Department of Blood Sciences, Newcastle upon Tyne Hospitals NHS Foundation Trust, Newcastle upon Tyne, UK.
Crit Rev Clin Lab Sci. 2020 Nov;57(7):458-469. doi: 10.1080/10408363.2020.1745142. Epub 2020 Apr 7.
Familial dysbetalipoproteinemia (type III hyperlipoproteinemia) is a potentially underdiagnosed inherited dyslipidemia associated with greatly increased risk of coronary and peripheral vascular disease. The mixed hyperlipidemia observed in this disorder usually responds well to appropriate medical therapy and lifestyle modification. Although there are characteristic clinical features such as palmar and tuberous xanthomata, associated with dysbetalipoproteinemia, they are not always present, and their absence cannot be used to exclude the disorder. The routine lipid profile cannot distinguish dysbetalipoproteinemia from other causes of mixed hyperlipidemia and so additional investigations are required for confident diagnosis or exclusion. A range of investigations that have been proposed as potential diagnostic tests are discussed in this review, but the definitive biochemical test for dysbetalipoproteinemia is widely considered to be beta quantification. Beta quantification can determine the presence of "β-VLDL" in the supernatant following ultracentrifugation and whether the VLDL cholesterol to triglyceride ratio is elevated. Both features are considered hallmarks of the disease. However, beta quantification and other specialist tests are not widely available and are not high-throughput tests that can practically be applied to all patients with mixed hyperlipidemia. Using apolipoprotein B (as a ratio either to total or non-HDL cholesterol or as part of a multi-step algorithm) as an initial test to select patients for further investigation is a promising approach. Several studies have demonstrated a high degree of diagnostic sensitivity and specificity using these approaches and apolipoprotein B is a relatively low-cost test that is widely available on high-throughput platforms. Genetic testing is also important in the diagnosis, but it should be noted that most individuals with an E/ genotype do not suffer from remnant hyperlipidemia and around 10% of familial dysbetalipoproteinemia cases are caused by rarer, autosomal dominant mutations in that will only be detected if the gene is fully sequenced. Wider implementation of diagnostic pathways utilizing apo B could lead to more rational use of specialist investigations and more consistent detection of patients with dysbetalipoproteinemia. Without the application of a consistent evidence-based approach to identifying dysbetalipoproteinemia, many cases are likely to remain undiagnosed.

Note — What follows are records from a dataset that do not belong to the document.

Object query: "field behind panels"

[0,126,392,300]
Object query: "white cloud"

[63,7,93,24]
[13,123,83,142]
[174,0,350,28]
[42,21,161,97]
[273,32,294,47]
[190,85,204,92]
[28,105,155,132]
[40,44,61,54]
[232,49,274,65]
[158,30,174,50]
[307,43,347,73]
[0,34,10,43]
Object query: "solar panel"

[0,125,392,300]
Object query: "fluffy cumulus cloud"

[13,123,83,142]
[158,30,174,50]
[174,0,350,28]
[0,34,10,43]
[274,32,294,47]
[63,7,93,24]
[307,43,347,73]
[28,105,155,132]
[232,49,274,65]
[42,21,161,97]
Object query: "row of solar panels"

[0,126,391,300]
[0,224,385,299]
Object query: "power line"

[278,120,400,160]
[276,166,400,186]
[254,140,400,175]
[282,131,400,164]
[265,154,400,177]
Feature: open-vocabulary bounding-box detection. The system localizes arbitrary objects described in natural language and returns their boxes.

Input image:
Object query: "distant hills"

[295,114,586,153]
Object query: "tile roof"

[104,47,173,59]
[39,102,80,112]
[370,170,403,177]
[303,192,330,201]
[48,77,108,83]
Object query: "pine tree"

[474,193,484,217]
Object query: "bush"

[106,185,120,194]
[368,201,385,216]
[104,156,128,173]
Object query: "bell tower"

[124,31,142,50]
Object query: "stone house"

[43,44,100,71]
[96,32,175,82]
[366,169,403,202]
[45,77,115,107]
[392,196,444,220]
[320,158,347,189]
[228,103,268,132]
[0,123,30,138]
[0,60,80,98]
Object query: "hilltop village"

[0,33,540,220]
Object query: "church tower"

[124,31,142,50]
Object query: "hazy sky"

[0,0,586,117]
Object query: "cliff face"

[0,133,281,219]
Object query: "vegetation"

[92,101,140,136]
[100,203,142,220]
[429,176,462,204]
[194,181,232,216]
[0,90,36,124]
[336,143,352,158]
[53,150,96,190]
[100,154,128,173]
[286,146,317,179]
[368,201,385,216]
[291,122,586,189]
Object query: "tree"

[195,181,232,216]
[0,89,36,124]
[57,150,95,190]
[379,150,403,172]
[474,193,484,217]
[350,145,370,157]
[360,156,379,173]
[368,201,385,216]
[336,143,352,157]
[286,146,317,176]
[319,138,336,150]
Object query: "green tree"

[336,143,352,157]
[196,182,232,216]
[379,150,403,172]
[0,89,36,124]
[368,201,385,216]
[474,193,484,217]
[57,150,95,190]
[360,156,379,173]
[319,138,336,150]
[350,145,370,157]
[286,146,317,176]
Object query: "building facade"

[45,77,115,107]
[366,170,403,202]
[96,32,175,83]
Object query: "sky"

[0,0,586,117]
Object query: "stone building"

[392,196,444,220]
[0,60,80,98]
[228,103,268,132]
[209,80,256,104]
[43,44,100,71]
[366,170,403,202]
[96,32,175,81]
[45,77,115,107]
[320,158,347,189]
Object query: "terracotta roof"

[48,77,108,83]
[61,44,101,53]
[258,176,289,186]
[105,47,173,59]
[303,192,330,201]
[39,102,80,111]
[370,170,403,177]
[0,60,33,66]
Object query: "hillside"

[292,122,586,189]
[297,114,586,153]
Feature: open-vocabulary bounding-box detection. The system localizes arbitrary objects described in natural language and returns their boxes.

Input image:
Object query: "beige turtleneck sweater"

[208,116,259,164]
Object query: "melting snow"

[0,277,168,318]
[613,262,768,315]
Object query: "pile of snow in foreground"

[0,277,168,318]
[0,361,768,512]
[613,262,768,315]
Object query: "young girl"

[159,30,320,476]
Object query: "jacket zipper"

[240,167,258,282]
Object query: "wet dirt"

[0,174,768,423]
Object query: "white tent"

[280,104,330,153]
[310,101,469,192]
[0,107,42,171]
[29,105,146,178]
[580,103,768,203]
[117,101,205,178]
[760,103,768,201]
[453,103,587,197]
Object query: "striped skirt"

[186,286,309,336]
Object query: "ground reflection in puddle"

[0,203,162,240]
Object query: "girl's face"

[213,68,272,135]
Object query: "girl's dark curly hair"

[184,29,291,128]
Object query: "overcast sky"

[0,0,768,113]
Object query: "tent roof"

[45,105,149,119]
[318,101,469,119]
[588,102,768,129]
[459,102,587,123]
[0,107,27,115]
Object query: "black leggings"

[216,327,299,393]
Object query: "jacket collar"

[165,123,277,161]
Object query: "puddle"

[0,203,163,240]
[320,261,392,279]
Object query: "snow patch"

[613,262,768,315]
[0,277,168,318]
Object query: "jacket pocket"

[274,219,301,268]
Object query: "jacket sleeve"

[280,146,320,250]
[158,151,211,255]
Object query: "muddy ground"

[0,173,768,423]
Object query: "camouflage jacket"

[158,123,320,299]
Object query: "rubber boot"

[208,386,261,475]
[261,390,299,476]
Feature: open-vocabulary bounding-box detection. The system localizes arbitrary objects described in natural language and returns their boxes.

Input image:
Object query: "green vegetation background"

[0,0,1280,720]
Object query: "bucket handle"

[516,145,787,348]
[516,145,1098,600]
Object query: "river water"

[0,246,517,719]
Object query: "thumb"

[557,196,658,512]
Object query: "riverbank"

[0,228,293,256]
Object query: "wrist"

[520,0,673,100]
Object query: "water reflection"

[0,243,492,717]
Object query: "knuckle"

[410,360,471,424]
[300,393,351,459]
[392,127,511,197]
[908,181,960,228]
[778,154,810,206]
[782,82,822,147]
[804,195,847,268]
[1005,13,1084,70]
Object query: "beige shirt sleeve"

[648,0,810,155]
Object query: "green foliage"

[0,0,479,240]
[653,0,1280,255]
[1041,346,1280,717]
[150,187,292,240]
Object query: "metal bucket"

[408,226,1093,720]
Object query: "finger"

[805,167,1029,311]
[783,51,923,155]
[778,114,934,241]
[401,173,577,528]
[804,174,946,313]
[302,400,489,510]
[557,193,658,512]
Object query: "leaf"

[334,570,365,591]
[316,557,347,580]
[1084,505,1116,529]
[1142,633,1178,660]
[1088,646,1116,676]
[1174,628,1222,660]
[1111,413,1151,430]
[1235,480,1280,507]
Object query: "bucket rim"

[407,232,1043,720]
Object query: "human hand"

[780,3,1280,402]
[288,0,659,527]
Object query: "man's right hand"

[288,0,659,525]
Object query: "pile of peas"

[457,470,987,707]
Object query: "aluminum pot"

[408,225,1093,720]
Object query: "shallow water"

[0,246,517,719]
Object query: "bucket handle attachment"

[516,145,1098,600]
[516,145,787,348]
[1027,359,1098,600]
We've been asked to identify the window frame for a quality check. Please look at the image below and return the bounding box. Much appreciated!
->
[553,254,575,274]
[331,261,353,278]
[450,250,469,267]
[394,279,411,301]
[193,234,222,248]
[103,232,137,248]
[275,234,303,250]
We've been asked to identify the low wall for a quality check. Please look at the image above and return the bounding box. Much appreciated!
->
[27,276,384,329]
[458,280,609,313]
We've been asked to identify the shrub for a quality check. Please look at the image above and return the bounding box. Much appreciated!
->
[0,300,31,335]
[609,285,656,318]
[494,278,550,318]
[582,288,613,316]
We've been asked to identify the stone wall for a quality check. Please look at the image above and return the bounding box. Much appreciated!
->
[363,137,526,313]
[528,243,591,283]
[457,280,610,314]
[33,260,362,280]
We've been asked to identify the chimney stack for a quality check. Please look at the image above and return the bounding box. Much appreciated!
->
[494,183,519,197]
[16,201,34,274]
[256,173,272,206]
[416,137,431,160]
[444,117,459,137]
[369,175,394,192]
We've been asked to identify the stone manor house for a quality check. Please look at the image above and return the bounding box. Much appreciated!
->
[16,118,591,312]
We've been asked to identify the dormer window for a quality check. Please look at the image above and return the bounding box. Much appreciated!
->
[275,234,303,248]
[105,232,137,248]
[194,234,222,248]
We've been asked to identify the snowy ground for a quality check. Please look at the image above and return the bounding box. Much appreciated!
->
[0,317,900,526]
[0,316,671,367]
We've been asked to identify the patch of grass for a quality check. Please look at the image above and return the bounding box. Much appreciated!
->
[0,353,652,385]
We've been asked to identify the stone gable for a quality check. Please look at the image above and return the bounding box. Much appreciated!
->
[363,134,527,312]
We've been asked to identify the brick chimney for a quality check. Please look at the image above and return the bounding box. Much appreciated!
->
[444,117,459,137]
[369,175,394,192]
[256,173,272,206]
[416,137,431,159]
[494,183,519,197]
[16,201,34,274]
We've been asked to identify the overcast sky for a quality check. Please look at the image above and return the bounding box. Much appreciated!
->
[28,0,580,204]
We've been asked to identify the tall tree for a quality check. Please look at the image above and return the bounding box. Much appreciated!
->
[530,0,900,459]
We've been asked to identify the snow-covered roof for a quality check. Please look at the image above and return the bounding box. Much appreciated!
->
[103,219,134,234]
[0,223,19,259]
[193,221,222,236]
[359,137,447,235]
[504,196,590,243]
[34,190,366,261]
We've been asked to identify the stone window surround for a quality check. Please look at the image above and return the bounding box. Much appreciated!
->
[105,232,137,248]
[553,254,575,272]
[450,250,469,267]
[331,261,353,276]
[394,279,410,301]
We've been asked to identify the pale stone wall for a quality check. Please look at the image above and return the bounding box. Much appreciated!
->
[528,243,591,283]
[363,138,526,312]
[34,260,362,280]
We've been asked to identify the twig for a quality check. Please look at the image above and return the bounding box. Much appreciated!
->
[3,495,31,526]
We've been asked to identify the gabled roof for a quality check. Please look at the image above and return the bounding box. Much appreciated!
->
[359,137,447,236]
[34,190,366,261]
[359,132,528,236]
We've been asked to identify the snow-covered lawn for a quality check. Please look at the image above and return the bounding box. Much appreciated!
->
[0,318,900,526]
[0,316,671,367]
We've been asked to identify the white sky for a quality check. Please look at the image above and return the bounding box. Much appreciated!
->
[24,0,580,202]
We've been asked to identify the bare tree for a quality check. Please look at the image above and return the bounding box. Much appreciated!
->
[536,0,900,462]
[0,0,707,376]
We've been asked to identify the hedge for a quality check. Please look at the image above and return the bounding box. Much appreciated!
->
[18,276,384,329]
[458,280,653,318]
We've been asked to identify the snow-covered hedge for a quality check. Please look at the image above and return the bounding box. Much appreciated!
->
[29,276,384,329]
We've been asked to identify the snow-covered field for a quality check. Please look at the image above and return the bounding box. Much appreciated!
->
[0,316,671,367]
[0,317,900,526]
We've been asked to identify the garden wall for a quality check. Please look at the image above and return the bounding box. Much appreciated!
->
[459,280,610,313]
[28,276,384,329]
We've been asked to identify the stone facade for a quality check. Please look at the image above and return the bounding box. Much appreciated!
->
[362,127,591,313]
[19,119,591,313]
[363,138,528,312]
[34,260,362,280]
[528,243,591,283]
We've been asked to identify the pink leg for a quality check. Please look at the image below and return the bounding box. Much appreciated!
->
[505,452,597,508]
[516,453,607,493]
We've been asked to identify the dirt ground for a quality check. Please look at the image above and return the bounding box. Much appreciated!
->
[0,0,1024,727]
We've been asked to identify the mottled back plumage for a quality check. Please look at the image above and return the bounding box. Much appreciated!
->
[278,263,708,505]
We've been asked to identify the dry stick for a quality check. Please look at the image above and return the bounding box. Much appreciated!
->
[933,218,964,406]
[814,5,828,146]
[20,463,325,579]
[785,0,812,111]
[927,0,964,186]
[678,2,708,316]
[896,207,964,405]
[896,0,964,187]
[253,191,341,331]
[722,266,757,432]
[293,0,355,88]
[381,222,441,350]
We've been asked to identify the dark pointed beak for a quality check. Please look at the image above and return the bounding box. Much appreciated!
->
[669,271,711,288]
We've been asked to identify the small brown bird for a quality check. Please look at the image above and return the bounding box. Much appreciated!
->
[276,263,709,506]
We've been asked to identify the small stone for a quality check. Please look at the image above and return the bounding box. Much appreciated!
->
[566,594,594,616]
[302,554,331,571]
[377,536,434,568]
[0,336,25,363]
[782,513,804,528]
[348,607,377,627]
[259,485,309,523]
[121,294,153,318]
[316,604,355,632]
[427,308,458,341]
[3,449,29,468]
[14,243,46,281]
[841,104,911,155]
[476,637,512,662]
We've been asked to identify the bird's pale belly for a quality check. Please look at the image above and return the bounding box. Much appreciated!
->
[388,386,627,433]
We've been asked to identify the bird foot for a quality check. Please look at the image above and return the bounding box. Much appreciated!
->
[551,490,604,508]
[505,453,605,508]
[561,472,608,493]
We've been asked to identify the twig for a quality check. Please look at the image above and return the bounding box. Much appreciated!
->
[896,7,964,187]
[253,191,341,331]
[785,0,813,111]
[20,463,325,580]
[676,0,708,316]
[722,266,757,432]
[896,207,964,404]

家族性载脂蛋白 B 代谢缺陷(III 型高脂蛋白血症)是一种潜在的未被充分诊断的遗传性血脂异常,与冠状动脉和外周血管疾病的风险大大增加有关。这种疾病中观察到的混合性高脂血症通常对适当的药物治疗和生活方式改变反应良好。尽管存在特征性的临床特征,如手掌和结节性黄色瘤,与载脂蛋白 B 代谢缺陷有关,但它们并不总是存在,其不存在也不能用于排除该疾病。常规的血脂谱不能将载脂蛋白 B 代谢缺陷与其他混合性高脂血症的原因区分开来,因此需要进行额外的检查以明确诊断或排除。本文综述了一些被提议作为潜在诊断试验的检查方法,但载脂蛋白 B 代谢缺陷的明确生化检查被广泛认为是β定量。β定量可以确定超速离心后上清液中是否存在“β-VLDL”,以及 VLDL 胆固醇与甘油三酯的比值是否升高。这两个特征都被认为是该疾病的标志。然而,β定量和其他专科检查并不广泛可用,也不是可以实际应用于所有混合性高脂血症患者的高通量检查。使用载脂蛋白 B(作为总胆固醇或非高密度脂蛋白胆固醇的比值,或作为多步骤算法的一部分)作为初始检查来选择需要进一步检查的患者是一种很有前途的方法。几项研究使用这些方法证明了高度的诊断敏感性和特异性,并且载脂蛋白 B 是一种相对低成本的检查,在高通量平台上广泛可用。基因检测在诊断中也很重要,但需要注意的是,大多数 E/基因型的个体不会患有残余性高脂血症,大约 10%的载脂蛋白 B 代谢缺陷是由更罕见的、常染色体显性突变引起的,如果不进行全基因测序,这些突变将无法检测到。利用 apo B 实施更广泛的诊断途径可以导致更合理地利用专科检查,并更一致地检测出载脂蛋白 B 代谢缺陷患者。如果不应用一致的基于证据的方法来识别载脂蛋白 B 代谢缺陷,许多病例可能仍未被诊断。